So you might not think of an altar as being a 'tool'. But really, it kinda is. It's a very sacred place for your magickal workings, for holding your other tools, for showing your "Pagan Pride". In some pagan paths the altar is an outdoor structure, usually made of stone. For those still in the 'broomcloset', it can be a nightstand or a space on the mantel that doesn't outwardly look pagan. For me, I have a nice little cupboard type of thing. It has a drawer that I use to hold candles, oils and incense. Then there's a door on it with a couple of shelves inside that I use to store the bigger items.
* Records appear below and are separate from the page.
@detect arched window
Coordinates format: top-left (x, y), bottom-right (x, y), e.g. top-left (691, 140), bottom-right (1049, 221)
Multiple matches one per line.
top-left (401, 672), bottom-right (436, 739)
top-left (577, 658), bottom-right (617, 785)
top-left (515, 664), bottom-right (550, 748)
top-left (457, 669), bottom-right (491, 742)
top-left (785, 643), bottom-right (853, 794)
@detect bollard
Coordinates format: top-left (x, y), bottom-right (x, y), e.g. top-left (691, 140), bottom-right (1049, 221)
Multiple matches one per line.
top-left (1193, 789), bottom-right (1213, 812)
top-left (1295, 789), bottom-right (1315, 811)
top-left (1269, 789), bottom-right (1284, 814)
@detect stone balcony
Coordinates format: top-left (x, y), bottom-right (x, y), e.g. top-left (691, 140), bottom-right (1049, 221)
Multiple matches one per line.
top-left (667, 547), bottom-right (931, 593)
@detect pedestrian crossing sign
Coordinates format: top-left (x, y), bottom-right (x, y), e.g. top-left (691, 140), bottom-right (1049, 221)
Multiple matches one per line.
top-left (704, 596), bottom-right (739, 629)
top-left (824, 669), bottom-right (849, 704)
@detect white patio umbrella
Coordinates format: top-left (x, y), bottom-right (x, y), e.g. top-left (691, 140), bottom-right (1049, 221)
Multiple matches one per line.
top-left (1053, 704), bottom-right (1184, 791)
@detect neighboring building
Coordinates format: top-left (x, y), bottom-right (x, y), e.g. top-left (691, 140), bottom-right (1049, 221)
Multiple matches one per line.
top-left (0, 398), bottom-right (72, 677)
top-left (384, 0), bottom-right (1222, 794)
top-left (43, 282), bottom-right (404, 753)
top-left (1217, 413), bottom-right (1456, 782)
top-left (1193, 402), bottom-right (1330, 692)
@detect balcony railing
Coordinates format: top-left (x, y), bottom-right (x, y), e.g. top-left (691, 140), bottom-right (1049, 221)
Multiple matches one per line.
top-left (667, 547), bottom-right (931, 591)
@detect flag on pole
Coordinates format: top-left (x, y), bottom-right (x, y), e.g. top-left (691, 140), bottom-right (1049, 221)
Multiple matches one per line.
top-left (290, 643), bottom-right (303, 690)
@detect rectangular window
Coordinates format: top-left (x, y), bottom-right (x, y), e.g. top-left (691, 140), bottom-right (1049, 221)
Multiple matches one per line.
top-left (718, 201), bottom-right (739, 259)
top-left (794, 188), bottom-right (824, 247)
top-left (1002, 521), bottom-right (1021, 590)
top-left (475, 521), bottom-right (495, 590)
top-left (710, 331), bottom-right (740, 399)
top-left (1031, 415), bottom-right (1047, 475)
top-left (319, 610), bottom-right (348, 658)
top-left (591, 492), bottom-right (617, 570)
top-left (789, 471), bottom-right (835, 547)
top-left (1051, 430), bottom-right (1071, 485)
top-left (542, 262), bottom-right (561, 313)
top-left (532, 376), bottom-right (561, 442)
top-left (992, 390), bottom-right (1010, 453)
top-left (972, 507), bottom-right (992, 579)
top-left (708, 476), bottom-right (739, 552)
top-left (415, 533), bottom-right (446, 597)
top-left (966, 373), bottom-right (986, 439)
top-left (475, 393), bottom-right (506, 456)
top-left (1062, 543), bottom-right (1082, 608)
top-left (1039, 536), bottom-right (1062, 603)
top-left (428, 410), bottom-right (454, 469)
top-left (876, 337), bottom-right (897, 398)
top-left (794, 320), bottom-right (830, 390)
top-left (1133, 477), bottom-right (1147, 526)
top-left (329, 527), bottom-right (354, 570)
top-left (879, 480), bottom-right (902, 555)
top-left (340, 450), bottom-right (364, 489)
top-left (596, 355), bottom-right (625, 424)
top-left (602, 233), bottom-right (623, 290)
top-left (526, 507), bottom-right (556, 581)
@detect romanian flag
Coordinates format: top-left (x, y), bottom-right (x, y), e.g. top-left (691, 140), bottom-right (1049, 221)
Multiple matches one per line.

This is the one 'tool' that I personally feel is a must. I know I said that no tool is absolutely necessary and that you can get by without them. This one is the only exception. If you do not have the space to have a dedicated altar, you can use your kitchen table or your coffee table or an end table. Just be sure to cleanse it before you use it and, if possible, use an altar cloth. I have a couple of places in my apartment that can be considered 'altars'. The mantel over my fireplace holds a goddess figure (my husband calls her 'the silver naked lady') and my house guardians, the nightstand in my bedroom holds a framed picture of a goddess with a candle, and then there's my actual altar. The top of my altar doesn't look very pagan, to me anyway. It only has two white candles, a very small crystal ball, a couple of seashells (for water), a couple of stones (for earth) a feather and an incense holder (for air) and my athame (for fire). I think the most pagan looking thing on it is the altar tile (not a necessity but I like it), it's just a small soap stone with the triple moon on it, there's a pentacle inside the full moon. But it's in my bedroom and really, no one else needs to be in there. LOL
If you have older children that are interested in The Craft, they can have their own little altar spaces in their room (no candles, obviously, unless they're like teenagers or something). My daughter dedicated a shelf on her bookcase. My son dedicated a shelf on his. Simple stuff like stones, feathers, sea shells, unlit cone incense, wickless candles, can all be used on a child's altar to represent the elements and not look too pagany.
The altar is a tool that you can have fun with as a family decorating for the Sabbats. Make it a family project. just make sure the little ones know that it is a sacred thing and not a toy to be played with.